Thursday 04.10. 15:00 - 18:15 Seminarraum 5 Sensengasse 3a 1.OG
Thursday 18.10. 15:00 - 18:15 Seminarraum 5 Sensengasse 3a 1.OG
Thursday 15.11. 15:00 - 18:15 Seminarraum 5 Sensengasse 3a 1.OG
Thursday 29.11. 15:00 - 18:15 Seminarraum 5 Sensengasse 3a 1.OG
Thursday 13.12. 15:00 - 18:15 Seminarraum 5 Sensengasse 3a 1.OG
Thursday 10.01. 15:00 - 18:15 Seminarraum 5 Sensengasse 3a 1.OG
Thursday 24.01. 15:00 - 18:15 Seminarraum 5 Sensengasse 3a 1.OG

Information

Aims, contents and method of the course

Content and teaching methods
This seminar focuses on education policy studies, a field embedded within Foundations of Education. Students will gain practical, participatory insight into an ongoing dissertation project that uses various methods and various data in a multiple-step research process. It thereby addresses current, pressing questions of education policy, its research and Foundations of Education.
Students will work with original data from my dissertation project, i.e. the interviews I conduct now in September 2018 and a rich variety of secondary context data. Tasks for every student will include transcribing, thematically analyzing and interpreting the interview data against the backdrop of what is present already. To do that, student will be given extensive readings (take that into consideration!) to extract and transfer concepts from those reading onto the empirical work. How those results can be placed in an argument embedded in and advocating for education theory as an integral part of education policy making is another central question. By the same token, the problematic implications of this very approach shall be discussed openly and critically.
Students are expected to work through literature and apply their independent thoughts, their diligent critique and their growing ability to argue academically – both in form and in content. No prior knowledge or skills of data or respective technology are needed. Students will be provided the relevant input, however, students are indeed expected to invest time and effort into this seminar.

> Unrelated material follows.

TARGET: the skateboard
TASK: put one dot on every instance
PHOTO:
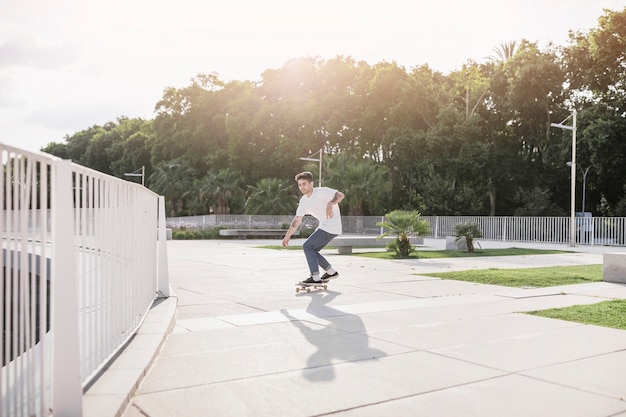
(307, 287)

Assessment and permitted materials

Assessment
Attendance: You may miss one (double) session for any reason. Missing two or more sessions will result in a failing grade.

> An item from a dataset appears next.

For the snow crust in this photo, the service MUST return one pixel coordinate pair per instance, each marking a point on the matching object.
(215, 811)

* active participation by visible contributions to the class
* 20% one oral input in class (timeline: your schedule with milestones)
* 20% two shorter assignments (half page: What will you do in your paper?; Current challenges)
* 50% a seminar paper before or on 15 February 2019 (early hand-in encouraged!)

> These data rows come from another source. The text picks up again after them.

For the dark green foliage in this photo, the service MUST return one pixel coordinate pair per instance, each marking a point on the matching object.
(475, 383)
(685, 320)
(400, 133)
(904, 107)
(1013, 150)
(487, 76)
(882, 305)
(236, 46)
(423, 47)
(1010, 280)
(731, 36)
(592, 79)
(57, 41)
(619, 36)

Minimum requirements and assessment criteria

Grading
* Assignments are only accepted within the deadline, simply for logistical reasons. Timely submission – early submission recommended! – is the basis for receiving a grade.
* A passing grade for the seminar paper is mandatory to pass this course.
* Having done the work (reading and thinking) is the prerequisite for our class. Students can speak to content and go beyond it by voicing their critical comments and objections to the argument, by making connections to other readings in or outside of class, etc.
* Submitted work represents the result of diligent thinking on the basis of the literature, the class discussions and, most importantly, students’ own critical and well-reasoned argument. The intellectual achievement is in structuring those thoughts and contents in a narrative that unfolds on the page for any informed reader to understand. It includes the use of terminology and concepts, and both support and criticism of one’s own argument.

Examination topics

Reading list

Koretz, D. (2017). The Testing Charade. Chicago: University of Chicago Press.
Tyler, R. (1994). What schools are for. Indiana: Phi Delta Kappa Educational Foundation.
Rosenberger, R. (2014). How cities use design to drive homeless people away. The Atlantic.
Samaha, A. (2018). The kids who still need football. New York Times.
Stanford Encyclopedia on concepts and terminology
Salmen, C. Becks, S. (2018). Happily standardized ever after? Pedagogical alternatives to standardizing exams. Independence. Vienna: IATEFL.
Tröhler, D. (2015). The medicalization of current educational research and its effects of education policy and school reforms. Discourse: Studies in the Cultural Politics of Education, 36(5), 749-764. Tyler&Francis.